The second question is easier to answer than the first. The obsession for detail is part and parcel of the wine world.
Wine drinkers and wine lovers adore fussing over details - this is precisely why so many wine labels are intimidatingly indecipherable for those without a deep knowledge of viticulture. Wine is exciting stuff, and it requires imagination.
When tasting wine, we have to suspend our disbelief, let go of our normal senses and cut loose into a world of flavour and aroma. This release of the rational is, for many people, perhaps a step too far, and they need to reign it all in again with a dose of what can be snobbish attention to detail.
The other side of this is, of course, tradition. Wine is riddled with tradition, which is something of a double-edged sword.
On the one hand, this reverence of the past has led to some amazing produce with a genuine sense of time and place along with incredible flavour. On the other, the same traditions also lead to restrictive wine laws and regulations, which, in some countries have stopped winemakers from reaching their highest potential.
Corks are a case in point - they are not always necessary, nor even always suitable for all wines, and yet the buying public hesitates to reach for a bottle without one, because we’ve been told time and time again that good wine sticks to tradition. Rant over.
The simple fact is, there is probably very little difference between real corks, fake corks and screw-tops. All serve the same essential purpose: to keep the wine stoppered in the bottle, and to stop oxygen from getting into the wine, which flattens the flavour and can ruin the wine completely.
So, let’s stick up for the underdog, and go through the main benefits of cork alternatives.
1. They are cheaper.
This is undeniably true - natural cork is something which is becoming increasingly expensive to source and use, and this is why many wineries are looking to alternatives such as plastic and screw-tops in order to economise.
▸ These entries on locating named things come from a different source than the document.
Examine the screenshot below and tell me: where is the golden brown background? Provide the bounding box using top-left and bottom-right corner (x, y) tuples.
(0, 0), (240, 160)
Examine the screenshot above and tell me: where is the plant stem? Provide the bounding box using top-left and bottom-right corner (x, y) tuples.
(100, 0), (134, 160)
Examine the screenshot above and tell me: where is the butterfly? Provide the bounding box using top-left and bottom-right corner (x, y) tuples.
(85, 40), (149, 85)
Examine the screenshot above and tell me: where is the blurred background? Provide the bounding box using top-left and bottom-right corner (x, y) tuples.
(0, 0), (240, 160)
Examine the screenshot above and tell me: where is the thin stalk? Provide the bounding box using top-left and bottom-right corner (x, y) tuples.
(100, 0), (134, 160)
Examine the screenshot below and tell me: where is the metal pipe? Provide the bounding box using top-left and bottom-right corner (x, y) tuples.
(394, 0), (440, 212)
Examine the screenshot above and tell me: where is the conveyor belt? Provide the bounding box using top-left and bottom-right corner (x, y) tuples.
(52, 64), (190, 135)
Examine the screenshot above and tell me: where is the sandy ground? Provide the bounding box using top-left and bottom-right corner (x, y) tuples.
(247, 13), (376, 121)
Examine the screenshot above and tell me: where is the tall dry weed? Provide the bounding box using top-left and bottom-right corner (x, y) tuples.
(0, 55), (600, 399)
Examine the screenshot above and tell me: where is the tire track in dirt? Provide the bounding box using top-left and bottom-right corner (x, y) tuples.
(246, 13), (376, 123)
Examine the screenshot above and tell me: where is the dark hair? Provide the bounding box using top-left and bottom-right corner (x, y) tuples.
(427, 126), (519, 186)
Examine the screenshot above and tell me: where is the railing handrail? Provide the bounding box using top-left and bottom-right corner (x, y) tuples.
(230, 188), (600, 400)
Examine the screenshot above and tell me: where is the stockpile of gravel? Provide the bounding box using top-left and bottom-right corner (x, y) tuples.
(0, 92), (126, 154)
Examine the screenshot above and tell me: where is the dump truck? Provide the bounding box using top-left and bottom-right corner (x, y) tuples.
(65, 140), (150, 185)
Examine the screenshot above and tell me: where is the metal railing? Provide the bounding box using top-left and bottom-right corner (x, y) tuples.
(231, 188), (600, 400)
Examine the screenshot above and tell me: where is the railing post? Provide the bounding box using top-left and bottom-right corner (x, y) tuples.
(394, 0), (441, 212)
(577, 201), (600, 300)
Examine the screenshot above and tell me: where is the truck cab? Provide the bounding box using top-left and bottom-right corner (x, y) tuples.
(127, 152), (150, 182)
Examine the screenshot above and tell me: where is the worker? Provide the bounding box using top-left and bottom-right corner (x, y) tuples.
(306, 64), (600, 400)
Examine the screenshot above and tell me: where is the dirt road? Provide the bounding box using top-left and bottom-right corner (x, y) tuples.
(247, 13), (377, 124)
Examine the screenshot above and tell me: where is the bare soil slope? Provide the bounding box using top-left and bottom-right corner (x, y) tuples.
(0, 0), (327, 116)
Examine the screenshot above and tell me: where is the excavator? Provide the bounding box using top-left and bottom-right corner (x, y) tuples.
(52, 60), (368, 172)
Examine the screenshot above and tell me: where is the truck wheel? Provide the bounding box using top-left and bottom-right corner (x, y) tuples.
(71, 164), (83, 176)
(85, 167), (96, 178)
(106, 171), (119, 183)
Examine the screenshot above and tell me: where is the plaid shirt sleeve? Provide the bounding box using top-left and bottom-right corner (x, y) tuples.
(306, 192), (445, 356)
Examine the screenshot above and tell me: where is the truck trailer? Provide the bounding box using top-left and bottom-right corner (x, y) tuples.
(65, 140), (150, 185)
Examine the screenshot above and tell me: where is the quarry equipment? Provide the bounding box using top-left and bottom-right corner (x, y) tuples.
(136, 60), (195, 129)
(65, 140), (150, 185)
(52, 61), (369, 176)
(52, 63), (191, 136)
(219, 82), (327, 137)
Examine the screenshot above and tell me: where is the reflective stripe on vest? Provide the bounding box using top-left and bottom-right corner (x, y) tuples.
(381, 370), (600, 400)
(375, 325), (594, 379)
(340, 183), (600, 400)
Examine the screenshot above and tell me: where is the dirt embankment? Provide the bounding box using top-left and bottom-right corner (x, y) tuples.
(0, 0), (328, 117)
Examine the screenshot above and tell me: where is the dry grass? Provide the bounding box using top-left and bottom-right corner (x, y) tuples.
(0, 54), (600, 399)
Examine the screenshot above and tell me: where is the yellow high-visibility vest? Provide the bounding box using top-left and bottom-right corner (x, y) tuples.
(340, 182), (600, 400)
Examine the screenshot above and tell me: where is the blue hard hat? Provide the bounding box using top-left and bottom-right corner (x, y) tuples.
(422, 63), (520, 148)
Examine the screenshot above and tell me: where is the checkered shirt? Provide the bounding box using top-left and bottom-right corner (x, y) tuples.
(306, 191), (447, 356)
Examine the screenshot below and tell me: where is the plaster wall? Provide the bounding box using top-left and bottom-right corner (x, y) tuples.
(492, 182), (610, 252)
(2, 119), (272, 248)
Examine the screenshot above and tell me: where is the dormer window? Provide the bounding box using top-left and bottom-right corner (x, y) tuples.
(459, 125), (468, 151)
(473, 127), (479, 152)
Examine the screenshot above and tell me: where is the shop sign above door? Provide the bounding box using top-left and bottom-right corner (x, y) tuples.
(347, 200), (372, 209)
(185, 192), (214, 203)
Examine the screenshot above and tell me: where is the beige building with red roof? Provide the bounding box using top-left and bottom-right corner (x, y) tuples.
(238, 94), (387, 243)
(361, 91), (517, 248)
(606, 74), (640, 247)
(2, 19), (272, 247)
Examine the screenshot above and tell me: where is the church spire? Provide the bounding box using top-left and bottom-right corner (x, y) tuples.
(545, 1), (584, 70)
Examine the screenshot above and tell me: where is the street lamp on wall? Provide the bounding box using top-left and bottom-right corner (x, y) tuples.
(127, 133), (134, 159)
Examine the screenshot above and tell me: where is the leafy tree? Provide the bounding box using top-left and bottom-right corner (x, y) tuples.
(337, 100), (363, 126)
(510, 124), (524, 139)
2. They don’t suffer from ‘cork taint’.
This is a layman’s term for the chemical compound TCA - a chemical which is produced when wild, natural fungi come into contact with certain wine making products. Cork taint makes a wine smell and taste like old, damp cardboard, and is enormously unpleasant (though completely harmless).
This problem used to be far more common than it is today, although it still occurs reasonably regularly in wineries which use natural cork in their bottles.
3. The potential for ageing is not necessarily damaged by using cork alternatives.
Indeed, many wineries have demonstrated that their bottled wines, if stored correctly, can age and mellow beautifully in cellars in much the same way as a corked bottle might. We’ll probably see more evidence of this in the coming years as it has only been relatively recently that wines suitable for ageing have started being made with cork alternatives.
4. They’re more precise.
One of the main arguments in favour of corks is that they allow the wine to breathe at just the right level to slowly soften the tannins in the wine.
Nowadays, screw caps are produced with carefully calculated levels of oxygen ingress over time, which has exactly the same result. Ironically, the truth is that corks are notoriously unreliable in this process - they swell and shrink in different conditions, and allow too much or not enough breathing to take place.
5. They’re easier to open.
It sounds like a silly point to make, but isn’t it true? I’m sure we’ve - all at least once - had the horrible encounter of watching a real cork break off in the neck of a bottle, or crumble into bits when faced with a dodgy old corkscrew. With screw-caps at least, a quick twist of the wrist is all you need, and you can pour your wine into a glass without making any effort at all.
Furthermore, screw-caps make it easier to reseal your wine and drink another day, without wrestling with a cork and trying to wedge it back into the bottle.
So, next time you’re at your wine store, don’t pass by the bottles with plastic corks or screw-tops. Real corks look great, and they are used by the majority of respected wineries in the world, but their day is gradually coming to an end - so embrace the alternatives!